Ter acesso às oportunidades urbanas é a grande vantagem de morar em cidades que oferecem diversidade de equipamentos e serviços. Quando o acesso é impedido ou criam-se obstáculos por distâncias e preços, não se materializa esse potencial que as cidades têm para oferecer. Sendo assim, a falta de acesso à cidade representa uma barreira para melhorar as condições de vida urbana para grupos desfavorecidos e aumenta as desigualdades sociais.
As cidades brasileiras são extremamente desiguais, com muito mais dificuldade de acesso para grupos específicos. Os centros das cidades, que têm concentração de empregos formais, bem como de serviços e equipamentos públicos, tendem a concentrar a população mais rica e branca; já as periferias se caracterizam por precariedade e faltas, bem como por uma população majoritariamente negra. Atuar sobre as redes de mobilidade pode ter um efeito direto positivo sobre esses grupos, aumentando sua qualidade de vida. Dessa forma, é possível aumentar a capacidade de acesso a bens, serviços e oportunidades econômicas e proporcionar oportunidades de participação através do fornecimento de infraestrutura e serviços relacionados à mobilidade urbana.
Nesse contexto, uma rede de transporte multimodal é essencial para alcançar este objetivo. Enquanto o transporte coletivo segue como item central para o aumento de acesso por meio de viagens longas, outros modos, como a mobilidade ativa (andar a pé e bicicleta) e o transporte por aplicativo, também auxiliam no aumento deste acesso nas distâncias médias e curtas, incluindo primeira e última milhas no caso dos trajetos mais longos. As cidades são plurais, e uma mobilidade mais diversa é necessária para atender essa pluralidade de usos desejados e necessitados pelas pessoas no território urbano. Além disso, a possibilidade de utilizar mais de um modo de transporte em uma viagem é importante para que as pessoas possam escolher a combinação de maior conveniência ou desejo. Na prática, os automóveis de aplicativo podem auxiliar na complementaridade às redes de mobilidade já existentes.
Com isso em mente, no contexto do programa de formação Liderança & Transformação, em que a 99 e o CLP ofereceram um curso focado nas melhores práticas em gestão pública para mobilidade urbana para servidores de 17 municípios, a 99 e a Multiplicidade criaram o Índice de Acesso à Cidade (IAC). O índice criado, calculado por meio de dados da 99 e dados de fontes públicas para cada uma das cidades participantes do programa, consiste em uma ferramenta inovadora que visa auxiliar a tomada de decisão para políticas públicas em mobilidade urbana que foquem no incremento do acesso à cidade, por diferentes modos, e na redução das desigualdades urbanas socioespaciais.

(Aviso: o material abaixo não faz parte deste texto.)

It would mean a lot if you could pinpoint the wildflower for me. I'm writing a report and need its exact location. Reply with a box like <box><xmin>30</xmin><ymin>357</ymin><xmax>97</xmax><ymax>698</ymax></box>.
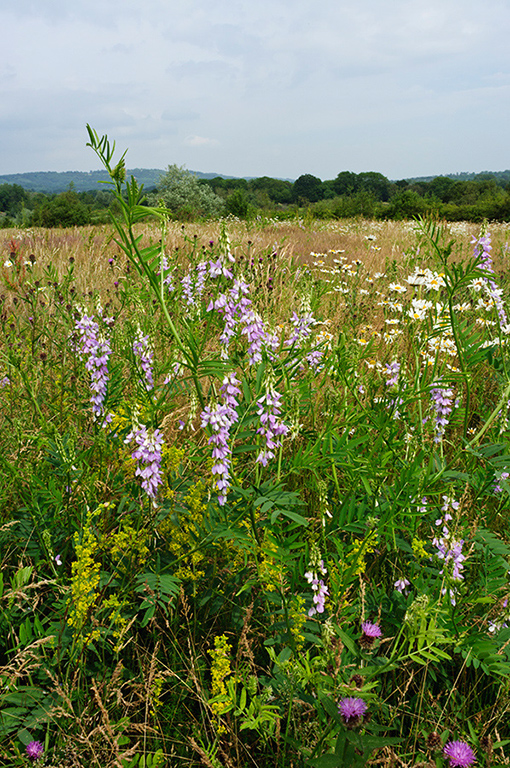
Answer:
<box><xmin>338</xmin><ymin>696</ymin><xmax>367</xmax><ymax>728</ymax></box>
<box><xmin>305</xmin><ymin>544</ymin><xmax>329</xmax><ymax>617</ymax></box>
<box><xmin>75</xmin><ymin>314</ymin><xmax>112</xmax><ymax>419</ymax></box>
<box><xmin>285</xmin><ymin>312</ymin><xmax>317</xmax><ymax>346</ymax></box>
<box><xmin>430</xmin><ymin>386</ymin><xmax>457</xmax><ymax>443</ymax></box>
<box><xmin>26</xmin><ymin>741</ymin><xmax>44</xmax><ymax>762</ymax></box>
<box><xmin>443</xmin><ymin>741</ymin><xmax>476</xmax><ymax>768</ymax></box>
<box><xmin>394</xmin><ymin>578</ymin><xmax>411</xmax><ymax>594</ymax></box>
<box><xmin>133</xmin><ymin>327</ymin><xmax>154</xmax><ymax>391</ymax></box>
<box><xmin>389</xmin><ymin>283</ymin><xmax>407</xmax><ymax>293</ymax></box>
<box><xmin>359</xmin><ymin>621</ymin><xmax>382</xmax><ymax>648</ymax></box>
<box><xmin>257</xmin><ymin>381</ymin><xmax>289</xmax><ymax>467</ymax></box>
<box><xmin>407</xmin><ymin>299</ymin><xmax>433</xmax><ymax>320</ymax></box>
<box><xmin>124</xmin><ymin>424</ymin><xmax>164</xmax><ymax>499</ymax></box>
<box><xmin>384</xmin><ymin>361</ymin><xmax>400</xmax><ymax>387</ymax></box>
<box><xmin>427</xmin><ymin>731</ymin><xmax>441</xmax><ymax>749</ymax></box>
<box><xmin>201</xmin><ymin>373</ymin><xmax>241</xmax><ymax>505</ymax></box>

Dessa forma, a metodologia utilizada buscou, primeiramente, medir as condições de acesso às oportunidades por diversos modos em 17 cidades brasileiras e, segundo, calcular o potencial dos aplicativos de transporte em contribuir para este cenário por meio da integração modal. De modo inovador, a metodologia também definiu maior peso para as condições de acesso da população negra, com o objetivo de contabilizar a meta de redução de desigualdades urbanas – isso evita distorções de dados que ocorrem quando se considera as médias em cidades com muitas desigualdades. Dessa forma, o indicador foi dividido em duas parcelas:
- Índice de Acesso às Oportunidades em Prol da Redução de Desigualdades (IAOD): com peso de 80%, é um indicador robusto e a base do índice, servindo para calcular o nível de acesso às oportunidades de emprego, saúde e educação em até 30 minutos (a pé, de bicicleta ou por aplicativo com viagens de até R$ 10) e em até 1 hora (por transporte coletivo). Nesta parcela foram atribuídos pesos maiores às regiões com maior população negra.
- Índice de Integração com Transporte Público (IATP): com peso 20%, esse indicador mostra como o transporte por aplicativo pode incrementar o acesso por meio da integração modal, baseado em dados de usuários da 99.
Observando os principais resultados, aparecem com destaque positivo no IAC as cidades de Natal e Curitiba, que são as duas únicas a oferecer mais de 50% (ou seja, estão ao menos na metade do caminho) das condições de mobilidade para a população acessar oportunidades de emprego formal, saúde e educação. Santo André (44,1%), Fortaleza (42,3%) e São Paulo (40,9%) são as cidades que completam a lista dos cinco melhores municípios dentre as cidades avaliadas. Dessa forma, de modo geral, o índice mostra quão distante ainda estão nossas cidades de garantir maior acesso de todos às oportunidades urbanas. Os resultados completos podem ser vistos na íntegra do relatório que se encontra disponível logo abaixo.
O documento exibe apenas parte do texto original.